Yo le veía carita conocida, pero esto es así, uno nunca sabe si la familiaridad viene de alguna visita ocasional a la oficina, somos tan pocos y tan llenos de parientes estamos, o de alguna noche de borrachera, en la que a uno le da por rodar de bar en bar hasta que el mozo pierde la paciencia y nos da la señal de retirada. De todos modos, nunca había hablado antes. Si no, puta que lo hubiese marcado. Es que esa es la voz rasposa que tienen los que son de poco hablar. Fuera de escenario el tipo no tiene el timbre bien calibrado y la voz rasposa es casi amenazante. Algo preguntó hoy, yo no le había dado mayor importancia. El tema no ameritaba desarrollo o yo estaba algo distraido y no alcancé a entenderlo.

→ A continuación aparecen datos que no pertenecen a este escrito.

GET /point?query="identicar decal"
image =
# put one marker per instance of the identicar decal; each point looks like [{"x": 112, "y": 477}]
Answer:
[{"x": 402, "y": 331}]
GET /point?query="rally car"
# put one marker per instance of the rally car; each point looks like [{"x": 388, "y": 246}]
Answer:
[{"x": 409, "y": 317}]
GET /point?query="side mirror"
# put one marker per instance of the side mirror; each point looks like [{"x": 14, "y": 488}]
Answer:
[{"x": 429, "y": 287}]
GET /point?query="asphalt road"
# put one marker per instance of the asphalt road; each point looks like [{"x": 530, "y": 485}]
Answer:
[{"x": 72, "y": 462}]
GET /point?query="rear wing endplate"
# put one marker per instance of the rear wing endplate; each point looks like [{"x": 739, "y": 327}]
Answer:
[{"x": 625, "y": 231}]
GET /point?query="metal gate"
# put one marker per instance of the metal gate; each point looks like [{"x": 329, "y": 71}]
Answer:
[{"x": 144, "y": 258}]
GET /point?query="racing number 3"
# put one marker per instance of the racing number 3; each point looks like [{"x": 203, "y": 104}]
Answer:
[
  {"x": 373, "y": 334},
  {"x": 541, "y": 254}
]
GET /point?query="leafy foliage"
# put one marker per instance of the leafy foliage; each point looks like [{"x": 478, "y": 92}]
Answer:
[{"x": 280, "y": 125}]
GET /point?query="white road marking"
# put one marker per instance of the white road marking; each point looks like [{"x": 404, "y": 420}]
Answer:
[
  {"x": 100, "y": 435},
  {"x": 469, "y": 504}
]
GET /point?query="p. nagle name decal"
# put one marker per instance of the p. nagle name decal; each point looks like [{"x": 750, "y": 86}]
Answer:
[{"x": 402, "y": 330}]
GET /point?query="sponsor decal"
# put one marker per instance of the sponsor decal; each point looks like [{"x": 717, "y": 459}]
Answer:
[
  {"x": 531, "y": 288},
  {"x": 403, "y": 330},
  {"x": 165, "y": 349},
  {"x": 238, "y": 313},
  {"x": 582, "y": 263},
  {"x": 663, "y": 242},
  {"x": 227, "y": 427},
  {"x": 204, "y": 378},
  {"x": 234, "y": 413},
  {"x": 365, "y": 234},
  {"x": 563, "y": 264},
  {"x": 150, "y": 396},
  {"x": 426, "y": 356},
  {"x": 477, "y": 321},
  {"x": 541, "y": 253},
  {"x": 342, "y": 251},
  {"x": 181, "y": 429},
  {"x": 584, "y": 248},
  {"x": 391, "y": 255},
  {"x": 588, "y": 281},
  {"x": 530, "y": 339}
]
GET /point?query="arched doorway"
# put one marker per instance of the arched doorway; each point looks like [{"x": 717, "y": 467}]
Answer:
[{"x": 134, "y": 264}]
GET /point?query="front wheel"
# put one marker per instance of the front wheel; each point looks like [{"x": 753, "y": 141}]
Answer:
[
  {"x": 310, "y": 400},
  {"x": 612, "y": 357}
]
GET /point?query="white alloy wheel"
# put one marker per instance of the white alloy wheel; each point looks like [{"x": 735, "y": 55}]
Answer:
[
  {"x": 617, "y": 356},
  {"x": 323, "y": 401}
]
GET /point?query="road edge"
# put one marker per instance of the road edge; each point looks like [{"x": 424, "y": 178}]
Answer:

Como todas las noches él fue el primero en retirarse. Dos chicas se acercaron a preguntar lo de siempre, que tal autor no dice lo mismo que tal otro, y la ley comentada por fulano es carísima que porque la cátedra no adopta un criterio de selección de autores más baratos, en fin, las despaché. Rutina que le llaman. Al salir estaba él, que a boca de jarro me espeta:
-Ey, profesor…
-¿Sí?
- ¿Tiene un momento?
No, en efecto yo no había leido un cierto dictamen de la autoridad de contralor de la capital y parece que el dictamen había levantado polvareda. Si yo fuera soberbio, me hubiese puesto de todos colores, pero como todos saben que lo mío es la modestia le pedí que me lo comente, y lo bien que lo hizo, con lujo de detalles y anotaciones que por lo coloquiales parecían de su propia cosecha.
Olvidé el nombre que me dijo. Sí recuerdo que con mucho respeto se rió del optimismo que yo profeso y ya en tono profético abundó en detalles que me dejaron de una pieza.
Antes de irse, me pidió un cigarrillo.
Lo vi perderse bajo la arboleda y me invadió una espantosa sensación de fragilidad.